More patients in the morphologic disease cohort experienced CRS compared with those in the minimal disease group (42 percent vs 5 percent). When CRS did occur, 12 patients received tocilizumab, 11 received steroids and 10 received both. Three patients with morphologic disease died due to toxicity versus none in the minimal disease cohort. Events leading to death consisted of sepsis/multi-organ failure (2 patients) and seizure with an unknown cause of death (1 patient).
"We remain encourage by the ability of JCAR015 to treat ALL," said Bishop. "The [ASCO] results show a marked improvement over traditional cytotoxic chemotherapy for adult ALL patients."
Given the currently available data, the added toxicity associated with fludarabine appears to be confined to trials exploring JCAR015, according to Bishop.
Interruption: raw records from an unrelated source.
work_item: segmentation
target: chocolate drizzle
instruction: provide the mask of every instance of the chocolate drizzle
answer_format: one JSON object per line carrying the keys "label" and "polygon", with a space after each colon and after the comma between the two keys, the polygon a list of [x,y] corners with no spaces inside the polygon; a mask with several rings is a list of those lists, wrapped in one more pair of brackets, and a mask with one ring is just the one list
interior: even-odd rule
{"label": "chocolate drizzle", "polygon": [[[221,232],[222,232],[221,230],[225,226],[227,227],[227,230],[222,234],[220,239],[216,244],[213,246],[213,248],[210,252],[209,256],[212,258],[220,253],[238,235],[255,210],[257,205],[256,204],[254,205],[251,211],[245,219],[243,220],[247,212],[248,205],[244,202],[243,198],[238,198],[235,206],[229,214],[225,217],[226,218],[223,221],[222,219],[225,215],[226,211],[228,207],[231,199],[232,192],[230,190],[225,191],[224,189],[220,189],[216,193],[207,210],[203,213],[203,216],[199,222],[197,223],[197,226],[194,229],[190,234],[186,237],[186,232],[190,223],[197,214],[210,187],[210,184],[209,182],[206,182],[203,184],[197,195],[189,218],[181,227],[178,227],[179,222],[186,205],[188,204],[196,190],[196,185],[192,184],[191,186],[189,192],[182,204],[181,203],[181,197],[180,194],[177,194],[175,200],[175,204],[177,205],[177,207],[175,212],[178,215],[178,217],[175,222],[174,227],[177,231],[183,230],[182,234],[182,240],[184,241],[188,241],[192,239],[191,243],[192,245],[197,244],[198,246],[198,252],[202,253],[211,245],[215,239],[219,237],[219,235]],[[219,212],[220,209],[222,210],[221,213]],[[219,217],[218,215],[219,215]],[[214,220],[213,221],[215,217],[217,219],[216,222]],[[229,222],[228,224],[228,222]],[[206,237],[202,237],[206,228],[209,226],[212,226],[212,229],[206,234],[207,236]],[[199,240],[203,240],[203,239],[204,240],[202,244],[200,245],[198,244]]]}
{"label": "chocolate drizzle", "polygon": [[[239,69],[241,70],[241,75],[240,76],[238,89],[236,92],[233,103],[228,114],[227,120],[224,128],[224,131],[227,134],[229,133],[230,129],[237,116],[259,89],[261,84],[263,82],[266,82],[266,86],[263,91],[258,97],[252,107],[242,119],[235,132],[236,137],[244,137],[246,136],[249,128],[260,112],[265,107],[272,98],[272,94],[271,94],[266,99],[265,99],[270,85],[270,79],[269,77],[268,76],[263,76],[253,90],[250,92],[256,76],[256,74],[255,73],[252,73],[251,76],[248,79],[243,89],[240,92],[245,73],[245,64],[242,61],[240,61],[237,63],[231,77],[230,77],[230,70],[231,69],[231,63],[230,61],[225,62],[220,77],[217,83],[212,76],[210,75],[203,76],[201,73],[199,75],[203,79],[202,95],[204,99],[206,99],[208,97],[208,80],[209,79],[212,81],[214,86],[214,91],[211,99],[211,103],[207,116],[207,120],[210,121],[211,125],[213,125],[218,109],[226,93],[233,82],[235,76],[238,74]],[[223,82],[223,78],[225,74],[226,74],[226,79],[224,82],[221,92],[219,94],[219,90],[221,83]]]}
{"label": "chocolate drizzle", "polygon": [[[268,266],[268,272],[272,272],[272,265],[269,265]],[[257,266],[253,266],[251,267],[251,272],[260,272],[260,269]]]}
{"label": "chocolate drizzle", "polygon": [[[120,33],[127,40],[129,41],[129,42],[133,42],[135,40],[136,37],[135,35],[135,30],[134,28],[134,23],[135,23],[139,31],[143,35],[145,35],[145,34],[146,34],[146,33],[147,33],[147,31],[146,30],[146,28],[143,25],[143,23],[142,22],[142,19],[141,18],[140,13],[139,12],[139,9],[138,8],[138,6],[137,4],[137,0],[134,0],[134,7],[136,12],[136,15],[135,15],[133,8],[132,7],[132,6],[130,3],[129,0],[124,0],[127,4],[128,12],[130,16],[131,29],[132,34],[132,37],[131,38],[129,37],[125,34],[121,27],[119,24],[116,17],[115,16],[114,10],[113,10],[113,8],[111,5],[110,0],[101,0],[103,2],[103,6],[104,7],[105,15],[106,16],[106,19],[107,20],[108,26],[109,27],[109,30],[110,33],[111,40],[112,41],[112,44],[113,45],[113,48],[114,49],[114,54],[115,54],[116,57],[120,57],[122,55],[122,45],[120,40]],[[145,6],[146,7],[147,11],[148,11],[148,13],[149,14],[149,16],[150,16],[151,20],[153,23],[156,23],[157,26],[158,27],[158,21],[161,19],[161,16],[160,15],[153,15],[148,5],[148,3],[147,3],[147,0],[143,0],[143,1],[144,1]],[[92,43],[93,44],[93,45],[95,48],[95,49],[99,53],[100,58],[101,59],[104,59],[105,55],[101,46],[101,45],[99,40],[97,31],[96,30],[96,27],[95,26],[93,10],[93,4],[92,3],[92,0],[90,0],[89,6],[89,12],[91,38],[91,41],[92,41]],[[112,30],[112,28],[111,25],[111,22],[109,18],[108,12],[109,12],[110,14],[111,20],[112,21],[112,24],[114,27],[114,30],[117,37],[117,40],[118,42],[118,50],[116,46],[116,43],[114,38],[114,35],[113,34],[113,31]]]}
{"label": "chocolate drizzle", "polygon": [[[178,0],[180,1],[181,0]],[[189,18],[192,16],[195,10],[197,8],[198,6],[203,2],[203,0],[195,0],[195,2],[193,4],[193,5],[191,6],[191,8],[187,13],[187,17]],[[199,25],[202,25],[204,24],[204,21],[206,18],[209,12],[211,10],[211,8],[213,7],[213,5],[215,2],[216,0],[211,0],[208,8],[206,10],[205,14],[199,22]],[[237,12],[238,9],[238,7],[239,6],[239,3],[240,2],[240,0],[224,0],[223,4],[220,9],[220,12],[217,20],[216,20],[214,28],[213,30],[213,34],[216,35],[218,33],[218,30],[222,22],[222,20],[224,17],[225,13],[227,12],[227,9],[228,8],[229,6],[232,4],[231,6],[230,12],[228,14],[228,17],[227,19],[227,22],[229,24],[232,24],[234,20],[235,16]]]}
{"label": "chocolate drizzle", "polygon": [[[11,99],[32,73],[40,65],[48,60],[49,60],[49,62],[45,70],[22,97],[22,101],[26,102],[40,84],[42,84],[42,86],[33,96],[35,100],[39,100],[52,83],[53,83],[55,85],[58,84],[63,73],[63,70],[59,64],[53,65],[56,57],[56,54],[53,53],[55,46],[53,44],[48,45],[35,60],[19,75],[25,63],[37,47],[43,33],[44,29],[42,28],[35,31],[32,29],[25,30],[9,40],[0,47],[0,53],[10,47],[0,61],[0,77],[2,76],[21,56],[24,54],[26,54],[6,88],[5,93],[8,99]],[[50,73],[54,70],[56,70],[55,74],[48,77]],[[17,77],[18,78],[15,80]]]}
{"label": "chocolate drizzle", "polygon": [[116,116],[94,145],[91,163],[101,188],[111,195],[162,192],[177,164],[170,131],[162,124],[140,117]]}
Other trials utilizing the fludarabine/cyclophosphamide preconditioning regimen for Juno’s other CD19-directed CAR T-cell therapies will continue unchanged.
In support of these claims, Bishop announced previously unreported findings from an ongoing phase 1 study looking at the CD19-directed CAR T-cell therapy JCAR017 plus fludarabine/cyclophosphamide preconditioning for adult patients with non-Hodgkin's lymphoma (NHL). In this study, 13 patients were evaluable for safety, with severe neurotoxicity seen in 15 percent of those receiving treatment. Overall, no patients have experienced CRS. In those assessable for efficacy, the objective response rate was 80 percent, which consisted of a 70 percent CR rate.
"Our JCAR017 plans remain on track. We expect to be able to have our first approval in the United States as early as 2018," said Bishop. "Although we have experienced a setback in the ROCKET trial with the clinical hold, based on what we know today, if the FDA is satisfied with the materials we submit in support of our proposal to continue the trial, and the trial comes off hold, we are optimistic that we will achieve results comparable to those in the phase 1 trial. These results should provide the basis for an accelerated approval."
Clinical trials continue to assess JCAR017 and JCAR014, which also targets CD19. In non-Hodgkin lymphoma, a similar cyclophosphamide/fludarabine regimen is being utilized. For pediatric patients with ALL, a lower intensity dose of the preconditioning regimen is under exploration. This lower dose includes cyclophosphamide at 900 to 1000 mg/m2 plus fludarabine at 25 to 30 mg/m2 over three days.